Britain’s regulator for workplace health and safety will lead a study addressing the transmission of Covid-19 in the environment, including in workplaces, transport and other public settings.
The study is structured encompassing five themes, each led by a scientist in the field: Professor Cath Noakes (Leeds University), Allan Bennett (Public Health England), Prof Wendy Barclay (Imperial College), Prof Martie van Tongeren (University of Manchester), and Dr Yiqun Chen (HSE).
HSE’s chief scientific adviser, Professor Andrew Curran, said: “The HSE is privileged to lead this programme and use our experience in workplace risk management to improve our understanding of how the virus is transmitted. We employ some of the leading scientists in workplace health and safety who are skilled in addressing complex issues such as this. We will also harness the knowledge and expertise of our counterparts in other organisations to coordinate the most effective response to answer these important questions.

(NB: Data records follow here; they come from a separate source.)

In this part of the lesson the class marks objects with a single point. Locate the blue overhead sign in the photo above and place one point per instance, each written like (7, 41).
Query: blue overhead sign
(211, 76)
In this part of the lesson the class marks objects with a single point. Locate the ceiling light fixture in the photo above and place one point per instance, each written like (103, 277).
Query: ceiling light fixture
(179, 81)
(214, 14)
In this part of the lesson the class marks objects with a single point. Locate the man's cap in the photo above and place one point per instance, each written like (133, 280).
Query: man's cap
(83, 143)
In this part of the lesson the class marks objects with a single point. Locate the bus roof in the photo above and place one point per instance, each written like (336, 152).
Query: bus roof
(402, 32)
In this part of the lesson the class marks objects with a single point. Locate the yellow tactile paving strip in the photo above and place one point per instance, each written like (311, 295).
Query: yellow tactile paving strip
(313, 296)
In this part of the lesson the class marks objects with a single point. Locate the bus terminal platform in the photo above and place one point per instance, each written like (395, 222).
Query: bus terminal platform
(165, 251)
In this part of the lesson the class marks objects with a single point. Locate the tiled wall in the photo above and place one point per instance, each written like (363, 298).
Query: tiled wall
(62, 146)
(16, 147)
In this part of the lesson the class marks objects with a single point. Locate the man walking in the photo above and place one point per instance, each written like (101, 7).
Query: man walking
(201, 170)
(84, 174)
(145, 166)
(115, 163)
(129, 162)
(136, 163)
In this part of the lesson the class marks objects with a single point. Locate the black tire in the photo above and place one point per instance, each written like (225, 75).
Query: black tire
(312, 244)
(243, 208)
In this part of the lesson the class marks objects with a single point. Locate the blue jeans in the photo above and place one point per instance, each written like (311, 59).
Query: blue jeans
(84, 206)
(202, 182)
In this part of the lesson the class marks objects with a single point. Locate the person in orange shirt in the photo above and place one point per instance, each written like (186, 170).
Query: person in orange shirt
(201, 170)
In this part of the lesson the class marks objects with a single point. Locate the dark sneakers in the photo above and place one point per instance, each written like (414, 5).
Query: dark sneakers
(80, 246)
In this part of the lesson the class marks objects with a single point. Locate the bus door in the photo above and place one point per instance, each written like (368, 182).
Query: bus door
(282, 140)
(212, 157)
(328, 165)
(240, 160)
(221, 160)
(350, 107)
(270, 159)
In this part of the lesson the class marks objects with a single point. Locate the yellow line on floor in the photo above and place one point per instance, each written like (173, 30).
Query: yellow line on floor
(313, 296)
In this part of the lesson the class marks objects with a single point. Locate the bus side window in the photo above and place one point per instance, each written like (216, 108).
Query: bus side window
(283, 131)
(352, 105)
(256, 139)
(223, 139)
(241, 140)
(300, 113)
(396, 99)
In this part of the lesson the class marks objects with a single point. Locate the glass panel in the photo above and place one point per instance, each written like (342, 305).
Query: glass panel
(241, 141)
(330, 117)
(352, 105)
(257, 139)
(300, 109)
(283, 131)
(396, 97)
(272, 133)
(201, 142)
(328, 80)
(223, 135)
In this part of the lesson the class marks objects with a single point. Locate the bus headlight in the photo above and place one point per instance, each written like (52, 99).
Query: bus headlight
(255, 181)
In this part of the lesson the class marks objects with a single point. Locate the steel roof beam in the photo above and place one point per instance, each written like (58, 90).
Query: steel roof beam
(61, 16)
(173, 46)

“As findings emerge, they will be shared. We hope they will feed directly into effective approaches and guidance that will help improve practices in workplaces. This work will yield information on an ongoing basis, improving our understanding of what a Covid-secure workplace looks like. When infection rates will allow sustained reopening of the economy, working safely will be even more crucial than it is now.”

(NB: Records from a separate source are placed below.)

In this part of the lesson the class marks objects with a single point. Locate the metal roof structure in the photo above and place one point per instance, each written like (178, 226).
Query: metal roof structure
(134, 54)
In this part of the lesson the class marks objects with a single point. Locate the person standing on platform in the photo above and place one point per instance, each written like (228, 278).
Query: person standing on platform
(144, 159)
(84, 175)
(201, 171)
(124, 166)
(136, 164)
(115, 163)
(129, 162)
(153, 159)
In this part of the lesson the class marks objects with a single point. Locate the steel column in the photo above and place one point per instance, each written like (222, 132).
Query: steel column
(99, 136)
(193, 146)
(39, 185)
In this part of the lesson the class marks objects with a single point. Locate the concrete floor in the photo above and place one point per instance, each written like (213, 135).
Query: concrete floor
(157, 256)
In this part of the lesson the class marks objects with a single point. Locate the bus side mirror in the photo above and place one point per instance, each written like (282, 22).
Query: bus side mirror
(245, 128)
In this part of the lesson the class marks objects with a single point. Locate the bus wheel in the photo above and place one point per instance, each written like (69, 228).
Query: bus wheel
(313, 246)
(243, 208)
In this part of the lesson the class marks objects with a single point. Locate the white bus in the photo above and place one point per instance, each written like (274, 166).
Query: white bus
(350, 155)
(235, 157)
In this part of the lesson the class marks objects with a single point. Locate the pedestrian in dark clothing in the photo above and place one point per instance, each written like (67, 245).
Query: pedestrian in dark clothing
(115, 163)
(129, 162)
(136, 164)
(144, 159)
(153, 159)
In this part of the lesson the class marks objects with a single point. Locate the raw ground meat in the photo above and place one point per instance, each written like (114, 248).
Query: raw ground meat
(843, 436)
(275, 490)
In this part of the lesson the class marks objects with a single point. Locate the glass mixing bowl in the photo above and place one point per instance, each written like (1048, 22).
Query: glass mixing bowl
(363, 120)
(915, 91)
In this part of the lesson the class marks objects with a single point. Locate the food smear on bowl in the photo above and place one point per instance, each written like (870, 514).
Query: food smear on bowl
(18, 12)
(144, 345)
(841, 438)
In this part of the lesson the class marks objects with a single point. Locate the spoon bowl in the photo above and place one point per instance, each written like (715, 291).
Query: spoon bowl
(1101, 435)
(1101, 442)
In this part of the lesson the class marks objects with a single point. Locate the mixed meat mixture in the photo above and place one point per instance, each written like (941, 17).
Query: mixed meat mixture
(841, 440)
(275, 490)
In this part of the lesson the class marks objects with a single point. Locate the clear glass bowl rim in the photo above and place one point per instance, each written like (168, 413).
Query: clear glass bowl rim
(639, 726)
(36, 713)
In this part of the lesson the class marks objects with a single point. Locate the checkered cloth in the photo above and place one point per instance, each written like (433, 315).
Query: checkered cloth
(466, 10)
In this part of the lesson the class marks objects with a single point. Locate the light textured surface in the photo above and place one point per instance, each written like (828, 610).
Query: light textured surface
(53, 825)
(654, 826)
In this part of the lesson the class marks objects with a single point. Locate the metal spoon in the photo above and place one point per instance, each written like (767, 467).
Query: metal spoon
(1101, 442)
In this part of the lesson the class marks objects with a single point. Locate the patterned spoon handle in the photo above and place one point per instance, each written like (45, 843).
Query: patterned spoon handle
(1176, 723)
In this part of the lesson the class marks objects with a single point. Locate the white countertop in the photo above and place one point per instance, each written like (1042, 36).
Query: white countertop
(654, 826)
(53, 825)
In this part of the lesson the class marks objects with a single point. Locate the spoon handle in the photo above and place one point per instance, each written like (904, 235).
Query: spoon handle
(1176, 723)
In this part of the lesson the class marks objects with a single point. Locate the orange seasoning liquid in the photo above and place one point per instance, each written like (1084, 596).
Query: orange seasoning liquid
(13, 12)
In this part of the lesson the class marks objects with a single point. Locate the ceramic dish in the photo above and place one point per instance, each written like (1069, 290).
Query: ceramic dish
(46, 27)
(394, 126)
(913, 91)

The National Core Studies are a small group of key research projects and infrastructure programmes designed to answer essential policy and operational questions as the UK enters the first winter of the coronavirus pandemic.
The seven studies will examine fundamental questions such as the levels of infection in the general population and in specific settings such as schools and nursing homes, the role of different environments in enhancing spread, and whether antibodies confer protection and for how long.
The programme will be a multi-agency response, with each study lead drawing upon the best scientific knowledge and expertise available in the UK from within government and academia to help to ensure that these and other critical questions are answered quickly and well.